Metadata-Version: 2.4
Name: das2numpy
Version: 1.1
Summary: A simple and universal package for loading large amounts of distributed acoustic sensing (DAS) data.
Author-email: Erik Genthe <erik.genthe@desy.de>
Project-URL: Homepage, https://git.physnet.uni-hamburg.de/wave/das2numpy
Classifier: Programming Language :: Python :: 3
Classifier: License :: OSI Approved :: GNU General Public License v3 (GPLv3)
Classifier: Operating System :: OS Independent
Requires-Python: >=3.8
Description-Content-Type: text/markdown
License-File: LICENSE
Requires-Dist: numpy
Requires-Dist: ffmpeg-python
Requires-Dist: h5py
Requires-Dist: scipy
Requires-Dist: numba
Dynamic: license-file

# Module for loading Distributed Acoustic Sensing (DAS) data. SILIXA / OPTASENSE



## Install

You can install via PIP.
```
python -m pip install das2numpy
```

To load data from flac files, ffmpeg (https://ffmpeg.org) needs to be installed. It is not possible to install ffmpeg with pip.
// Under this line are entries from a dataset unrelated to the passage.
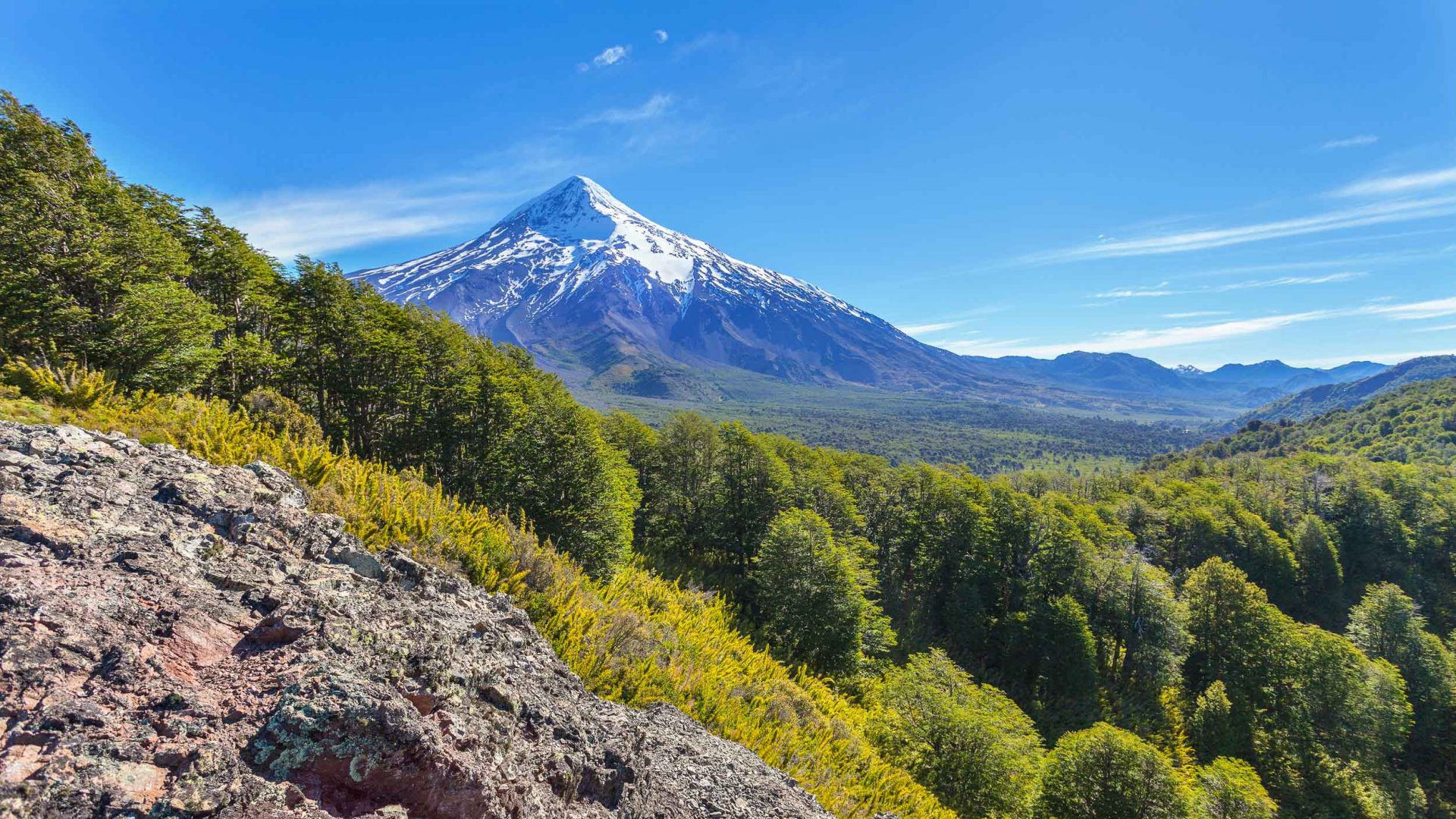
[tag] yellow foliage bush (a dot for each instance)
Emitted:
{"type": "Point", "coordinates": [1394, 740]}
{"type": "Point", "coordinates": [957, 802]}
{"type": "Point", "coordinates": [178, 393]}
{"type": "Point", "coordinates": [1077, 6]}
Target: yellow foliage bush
{"type": "Point", "coordinates": [69, 385]}
{"type": "Point", "coordinates": [635, 639]}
On DESY's Maxwell cluster ffmpeg is available as a module. Before using das2numpy execute:
```
module load maxwell ffmpeg
```




## Python API

Example: If you want to get started quickly, have a look at the [example.py](src/example.py).

Create an instance with:

```python
def loader(root_path:str, predefined_setup:str, num_worker_threads):
```
```
    Loads data and returns it as a numpy array. 
    Args:
        root_path (str): Path to directory that contains the files to be loaded from. Subdirectories are (recursively) also searched.
        predefined_setup (str): One of ["SILIXA", "FLAC_200HZ", "OPTASENSE"]
        num_worker_threads (int): The number of worker threads used for loading files in parallel.
    Returns:
        A loader instance to load data. Call instance.load_array(...).
```

Use one of the load_array(..) functions of that instance.

```python
def load_array(t_start:datetime, t_end:datetime, channel_start:int, channel_end:int) -> NP.ndarray:
```
```
Loading data into numpy array.
Returns nothing, the data can be accessed by accessing the data field of this instance.
Warning: using a different value then 1 for t_step or channel_step can result in a high cpu-usage.
        Consider using multithreaded=True in the constructor and a high amount of workers if needed.
Args:
    t_start (datetime): datetime object which defines the start of the data to load.
    t_end (datetime): datetime object which defines the end of the data to load.
    channel_start (int): The starting index of the sensor position in the data (inclusive).
    channel_end (int): The ending index of the sensors position in the data (exclusive).
    t_step (int): Reduces the data on the time axis by factor t_step. Uses mean averaging. Default is 1. 
    channel_step (int): Like t_step, but for the sensor position.
Returns:
    A 2d-numpy-array containing the data.
    The first axis corresponds to the time, the second to the channel (sensor position)
 ```

For more details have a look at the inline documentation of [chunk.py](src/das2numpy/chunk.py)


## Command Line Interface

Creates a numpy file from the requested data. Optionally, the binary data can be printed to stdout.

Example call:
```
python -m das2numpy "SILIXA" /pnfs/desy.de/m/project/iDAS/raw/2024-DESY/2024-07-23-desy 2024-07-23T10:01:00 2024-07-23T10:02:00 10 0 1000 10 default
```

For more information:
```
python -m das2numpy -h
```


## Issues

- Loading from OPTASENSE may not work anymore. I haven't tested it for a long time.